The Race to Give Every Child a Toy
Briefly

The Race to Give Every Child a Toy
"If you were an immigrant kid in New York at the turn of the twentieth century, the candy store was the center of your world. You went there to kibbitz and schmooze, to get away from the crush of tenement life and the glare of the beat cop, and, of course, to eat sweets-Tootsie Rolls and Chicken Feeds and as many chocolate pennies as a copper one could buy."
"A few days earlier, newspapers had published reports of a hunting trip that President Theodore Roosevelt took in Mississippi. Roosevelt had wanted to shoot a bear. A tracker caught one for him, bopped it on the head with his rifle, and tied it to a tree. The President was not pleased. Where was the honor in killing a subdued and wounded animal?"

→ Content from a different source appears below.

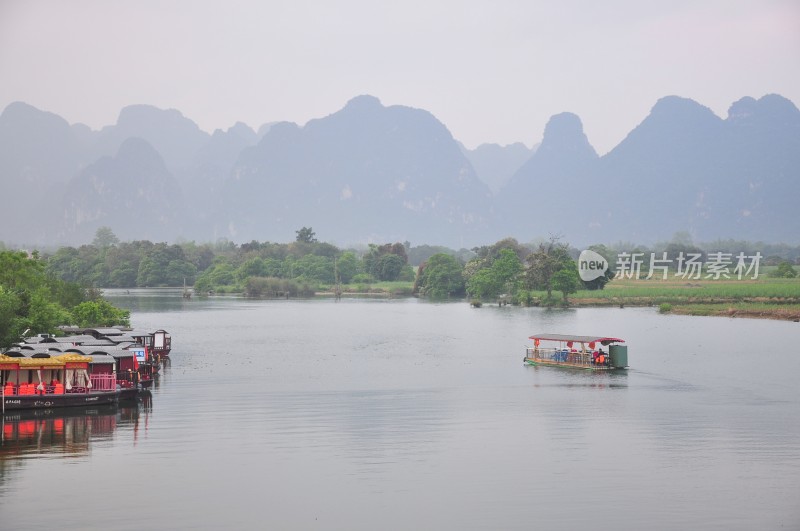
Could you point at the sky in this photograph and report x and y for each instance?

"Michtom was born Moshe Charmatz, in a shtetl in what is now Belarus. To help him dodge conscription by the Russian Army, his family announced that he had died of typhoid and pretended to bury him while he sneaked out of the village to start a new life. He trained as a rabbi and, more practically, as a machinist before coming to the United States, in 1888, at the age of eighteen."
For most of history parents could not buy dolls or action figures, but play became commercialized and profitable. Immigrant children in early twentieth-century New York centered social life on candy stores, which offered sweets and respite from tenement conditions. In 1902 a small stuffed bear appeared in a Brooklyn candy-store window and captured public attention. Morris Michtom, an immigrant machinist who fled conscription in Belarus, created the toy after seeing reports of President Theodore Roosevelt sparing a captured bear. The presidential act and its cartooned depiction inspired the toy’s name and appeal, linking politics, immigrant entrepreneurship, and mass play.